Zaragoza held the 2008 World Expo, the permanant installations of which were a definate point of interest. The hostel had bike rentals available for one euro an hour. The river, which happened to be at a very high flood stage, had a bike trail and river walk on either side. Expo instalations extend the city north of the River Ebro. The Expo is long over, however, and the future plans for the buildings have yet to go into effect. The 'Disney World on an off day' feel was prevalent, but so were the photo ops.

Sunday brought with it a 2:45 train and a last chance to catch up on sights (the Zaragoza Museum with Goya). The final visit of the trip was to the Palacio de la Aljaferia. The palace started as a Moorish outpost, a fortress with interior courtyards and a small mosque (a mini Alhambra). Now it's the seat of government for Aragon (the state that Zaragoza is in).

I highly recommend a trip out there, and three days seemed sufficient. There are enough attractions to occupy someone for a week if need be. There were friendly people at the hostel, american girls from Madrid and two frenchies from Lille. The Madrid girls took a bus, and the frenchies took a plane. I slept fine on the train.

Tuesday, January 27, 2009

Themes, and a Good Weekend Too










I am in the process of coming up with an overall theme for the blog. I think it will be Moorish influence on Barcelona, with unrelated updates pertaining to biking and food.

The weekend has been nice. I went to the FC Barca game on saturday and sat very close to the field, enjoying the 4 goals scored right in front of me.

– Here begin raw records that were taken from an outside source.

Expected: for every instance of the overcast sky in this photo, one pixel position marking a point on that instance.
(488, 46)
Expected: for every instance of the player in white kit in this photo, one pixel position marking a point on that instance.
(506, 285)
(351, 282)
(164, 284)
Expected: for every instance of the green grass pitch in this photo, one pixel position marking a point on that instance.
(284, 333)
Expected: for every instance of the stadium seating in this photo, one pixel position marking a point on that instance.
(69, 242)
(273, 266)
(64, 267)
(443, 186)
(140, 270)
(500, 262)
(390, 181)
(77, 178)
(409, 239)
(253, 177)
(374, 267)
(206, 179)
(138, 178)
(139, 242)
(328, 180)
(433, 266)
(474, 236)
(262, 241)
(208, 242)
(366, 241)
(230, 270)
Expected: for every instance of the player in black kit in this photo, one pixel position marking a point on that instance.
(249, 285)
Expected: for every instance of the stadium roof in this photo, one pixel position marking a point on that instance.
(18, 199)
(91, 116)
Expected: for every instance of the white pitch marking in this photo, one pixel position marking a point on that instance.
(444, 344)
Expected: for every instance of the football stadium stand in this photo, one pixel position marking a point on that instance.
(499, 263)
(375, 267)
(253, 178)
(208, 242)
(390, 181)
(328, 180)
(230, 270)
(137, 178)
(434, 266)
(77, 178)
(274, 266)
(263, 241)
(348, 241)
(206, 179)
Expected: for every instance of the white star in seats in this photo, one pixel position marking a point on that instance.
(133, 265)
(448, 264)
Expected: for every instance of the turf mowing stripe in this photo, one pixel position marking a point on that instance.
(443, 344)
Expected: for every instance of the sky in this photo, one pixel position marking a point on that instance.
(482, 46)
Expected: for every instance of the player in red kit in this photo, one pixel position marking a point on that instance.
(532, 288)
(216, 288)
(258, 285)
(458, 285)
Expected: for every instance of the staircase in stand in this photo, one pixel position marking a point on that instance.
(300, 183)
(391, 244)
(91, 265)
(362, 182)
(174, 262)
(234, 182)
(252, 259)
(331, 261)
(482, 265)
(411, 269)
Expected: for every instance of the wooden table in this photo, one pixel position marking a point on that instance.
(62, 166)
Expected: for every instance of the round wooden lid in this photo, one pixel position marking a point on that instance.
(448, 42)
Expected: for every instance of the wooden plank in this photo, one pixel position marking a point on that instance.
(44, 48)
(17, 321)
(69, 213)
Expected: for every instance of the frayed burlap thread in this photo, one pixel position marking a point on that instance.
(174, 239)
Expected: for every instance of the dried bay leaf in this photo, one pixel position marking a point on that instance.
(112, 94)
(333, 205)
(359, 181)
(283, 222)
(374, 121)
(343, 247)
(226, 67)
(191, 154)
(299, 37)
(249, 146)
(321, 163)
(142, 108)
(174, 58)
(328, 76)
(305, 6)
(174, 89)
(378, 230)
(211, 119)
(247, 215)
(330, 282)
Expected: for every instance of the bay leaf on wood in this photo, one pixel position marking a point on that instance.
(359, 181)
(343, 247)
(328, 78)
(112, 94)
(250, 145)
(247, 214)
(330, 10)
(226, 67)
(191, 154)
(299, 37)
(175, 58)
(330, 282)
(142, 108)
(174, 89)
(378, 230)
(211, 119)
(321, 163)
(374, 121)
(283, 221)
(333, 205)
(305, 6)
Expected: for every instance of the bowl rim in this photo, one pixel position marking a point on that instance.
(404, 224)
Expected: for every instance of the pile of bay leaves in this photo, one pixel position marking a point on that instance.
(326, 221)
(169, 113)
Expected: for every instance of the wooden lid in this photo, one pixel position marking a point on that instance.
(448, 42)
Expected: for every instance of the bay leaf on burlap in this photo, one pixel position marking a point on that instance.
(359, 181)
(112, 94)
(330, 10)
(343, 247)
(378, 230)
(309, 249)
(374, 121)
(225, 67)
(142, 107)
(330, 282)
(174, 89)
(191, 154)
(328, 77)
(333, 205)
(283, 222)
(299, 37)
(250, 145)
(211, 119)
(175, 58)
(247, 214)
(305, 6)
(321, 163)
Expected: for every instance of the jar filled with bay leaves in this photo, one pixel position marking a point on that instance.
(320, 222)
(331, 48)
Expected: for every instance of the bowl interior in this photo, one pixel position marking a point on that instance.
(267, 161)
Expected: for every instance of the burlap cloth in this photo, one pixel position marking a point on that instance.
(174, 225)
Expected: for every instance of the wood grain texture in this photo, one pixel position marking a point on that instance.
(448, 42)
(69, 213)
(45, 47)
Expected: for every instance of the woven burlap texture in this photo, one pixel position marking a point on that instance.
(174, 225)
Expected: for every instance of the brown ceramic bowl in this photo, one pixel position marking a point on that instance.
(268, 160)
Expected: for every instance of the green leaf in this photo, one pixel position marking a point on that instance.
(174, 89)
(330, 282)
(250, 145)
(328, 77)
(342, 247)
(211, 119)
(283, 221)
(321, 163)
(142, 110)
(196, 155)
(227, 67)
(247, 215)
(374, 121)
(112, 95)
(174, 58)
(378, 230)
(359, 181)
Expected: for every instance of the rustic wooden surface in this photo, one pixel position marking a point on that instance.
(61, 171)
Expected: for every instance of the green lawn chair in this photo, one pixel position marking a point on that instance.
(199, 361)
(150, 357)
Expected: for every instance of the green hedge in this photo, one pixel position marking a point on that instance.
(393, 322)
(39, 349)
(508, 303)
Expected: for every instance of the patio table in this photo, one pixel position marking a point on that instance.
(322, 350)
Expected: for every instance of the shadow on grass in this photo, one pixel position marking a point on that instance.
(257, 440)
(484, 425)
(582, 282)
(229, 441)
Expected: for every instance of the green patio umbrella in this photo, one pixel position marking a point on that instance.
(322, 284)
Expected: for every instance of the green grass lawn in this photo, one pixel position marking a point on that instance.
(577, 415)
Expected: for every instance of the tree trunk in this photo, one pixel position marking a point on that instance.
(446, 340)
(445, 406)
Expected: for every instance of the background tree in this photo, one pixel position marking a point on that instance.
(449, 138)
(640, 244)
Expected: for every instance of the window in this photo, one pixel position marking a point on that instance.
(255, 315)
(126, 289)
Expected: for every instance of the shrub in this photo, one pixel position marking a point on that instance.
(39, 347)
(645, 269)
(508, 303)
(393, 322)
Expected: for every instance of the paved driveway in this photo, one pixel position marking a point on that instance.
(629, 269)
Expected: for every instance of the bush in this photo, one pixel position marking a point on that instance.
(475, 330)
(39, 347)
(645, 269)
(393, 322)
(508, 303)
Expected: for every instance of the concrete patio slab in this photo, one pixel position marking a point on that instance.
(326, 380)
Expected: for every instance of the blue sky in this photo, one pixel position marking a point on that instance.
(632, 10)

The game ended up very lopsided but it still was a very enjoyable game. Sunday brought a car ride down the coastline about 100 km to Terragona (with a few detours). I rented a car at the airport and went with two room mates, Scotty and Chris, for a drive. the views were incredible, and the final destination was a seafood restaurant that served excelent paella. The retour route was incredible. We took the coastal road, with hairpin turns, too much traffic, and a light drizzle to top it off. Concrete barriers were the only things preventing out car from toppling over a 60+ foot cliff. It was incredible.









Saturday, January 17, 2009

Barcelona Es Bona

Made it to Barcelona last week and it is awesome here. The city is as beautiful as people have informed me. They have the new, the old and the other all over the city. The apartment is nice, though small. There is a bakery, a cafe, an internet cafe, a laundrymat, a convenience store and a grocers within two blocks. Also, we live two blocks from the Arc de Triomf and the corresponding metro and commuter train stops. School is about two or three miles southwest of the apartment. Studio is near many nice touristy areas including Placa Catalunya and Las Ramblas.

On a side note, if anyone knows how to post pictures please let me know. I might just post things on flickr and link them to this page.

I know I took a vacation from writing but maybe this will jump start the news that I'm not quite sure is all that entertaining.